For our recent refresh of Sprout, we found the network was a perfect example of this. Sprout encourages kids to stretch their imaginations — finding the extraordinary in the ordinary, and it gave us an opportunity to tell their story in the same way, basing our branding around how the familiar becomes fascinating through the eyes of a child. In this crowded children’s entertainment market, the refresh was a great reminder that even the most well-known or action-packed characters and content can’t stand in for a brand’s story.
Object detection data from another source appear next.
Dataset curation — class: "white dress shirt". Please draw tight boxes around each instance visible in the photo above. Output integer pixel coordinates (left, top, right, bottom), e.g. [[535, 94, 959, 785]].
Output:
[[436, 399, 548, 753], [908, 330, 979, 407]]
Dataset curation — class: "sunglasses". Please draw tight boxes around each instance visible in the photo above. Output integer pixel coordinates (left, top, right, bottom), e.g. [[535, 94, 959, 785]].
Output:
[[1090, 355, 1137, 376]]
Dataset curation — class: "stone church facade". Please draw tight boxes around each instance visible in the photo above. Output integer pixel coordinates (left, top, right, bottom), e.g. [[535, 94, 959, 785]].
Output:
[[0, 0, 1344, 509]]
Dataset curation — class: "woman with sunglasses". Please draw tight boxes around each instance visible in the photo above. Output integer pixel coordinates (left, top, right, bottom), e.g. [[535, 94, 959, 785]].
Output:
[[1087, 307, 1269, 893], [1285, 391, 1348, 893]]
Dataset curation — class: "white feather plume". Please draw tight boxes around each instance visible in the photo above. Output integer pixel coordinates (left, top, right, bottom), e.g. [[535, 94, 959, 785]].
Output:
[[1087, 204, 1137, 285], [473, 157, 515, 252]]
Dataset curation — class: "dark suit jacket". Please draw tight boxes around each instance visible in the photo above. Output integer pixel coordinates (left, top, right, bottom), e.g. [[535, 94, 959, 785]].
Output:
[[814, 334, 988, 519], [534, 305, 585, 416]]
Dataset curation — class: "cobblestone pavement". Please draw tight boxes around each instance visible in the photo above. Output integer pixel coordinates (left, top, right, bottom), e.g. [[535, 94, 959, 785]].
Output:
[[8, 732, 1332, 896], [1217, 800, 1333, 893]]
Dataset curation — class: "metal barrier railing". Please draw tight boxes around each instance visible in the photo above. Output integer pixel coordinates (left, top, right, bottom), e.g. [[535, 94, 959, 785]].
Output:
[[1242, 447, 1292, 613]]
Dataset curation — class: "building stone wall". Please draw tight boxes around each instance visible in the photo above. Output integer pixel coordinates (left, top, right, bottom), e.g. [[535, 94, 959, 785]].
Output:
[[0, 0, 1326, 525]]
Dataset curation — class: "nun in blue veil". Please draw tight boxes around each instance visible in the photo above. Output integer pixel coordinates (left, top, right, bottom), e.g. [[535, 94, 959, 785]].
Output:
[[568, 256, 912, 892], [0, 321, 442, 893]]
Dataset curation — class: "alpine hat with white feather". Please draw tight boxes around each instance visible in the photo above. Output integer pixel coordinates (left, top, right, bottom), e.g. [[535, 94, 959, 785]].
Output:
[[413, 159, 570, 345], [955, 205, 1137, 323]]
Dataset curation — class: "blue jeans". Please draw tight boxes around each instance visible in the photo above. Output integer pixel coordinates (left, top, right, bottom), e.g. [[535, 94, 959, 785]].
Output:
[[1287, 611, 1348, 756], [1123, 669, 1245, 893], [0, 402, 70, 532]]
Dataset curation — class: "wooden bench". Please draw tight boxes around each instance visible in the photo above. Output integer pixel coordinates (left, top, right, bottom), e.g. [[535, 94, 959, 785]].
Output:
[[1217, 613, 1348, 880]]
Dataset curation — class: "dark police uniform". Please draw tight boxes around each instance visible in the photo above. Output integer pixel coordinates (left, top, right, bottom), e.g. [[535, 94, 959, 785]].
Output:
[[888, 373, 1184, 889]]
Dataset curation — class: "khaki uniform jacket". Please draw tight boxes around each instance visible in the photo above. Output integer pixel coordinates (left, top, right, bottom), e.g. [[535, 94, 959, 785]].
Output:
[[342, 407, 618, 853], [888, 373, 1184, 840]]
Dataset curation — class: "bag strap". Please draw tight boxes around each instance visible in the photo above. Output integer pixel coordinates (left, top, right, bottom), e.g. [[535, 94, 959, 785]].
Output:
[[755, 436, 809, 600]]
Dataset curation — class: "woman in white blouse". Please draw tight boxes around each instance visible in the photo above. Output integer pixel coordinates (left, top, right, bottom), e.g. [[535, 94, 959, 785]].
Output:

So, tapping into our core elements of storytelling, we honed in what the brand really stood for and what core attributes we could point to when building off each of the pieces of narrative; in this case, authenticity and imagination. Kids have real everyday experiences and it’s their viewpoint and wild minds that transform those daily interactions into something unique and exciting. Or as MoMA’s Juliet Kinchin wrote of the interaction between children and design, “Children help us to mediate between the ideal and the real.”
Our company mantra is Think Like A Tourist, which is essentially resetting your thinking so you’re open to new sights, knowledge and experiences. But, after our great collaboration with Sprout, Think Like A Child is a strong runner-up!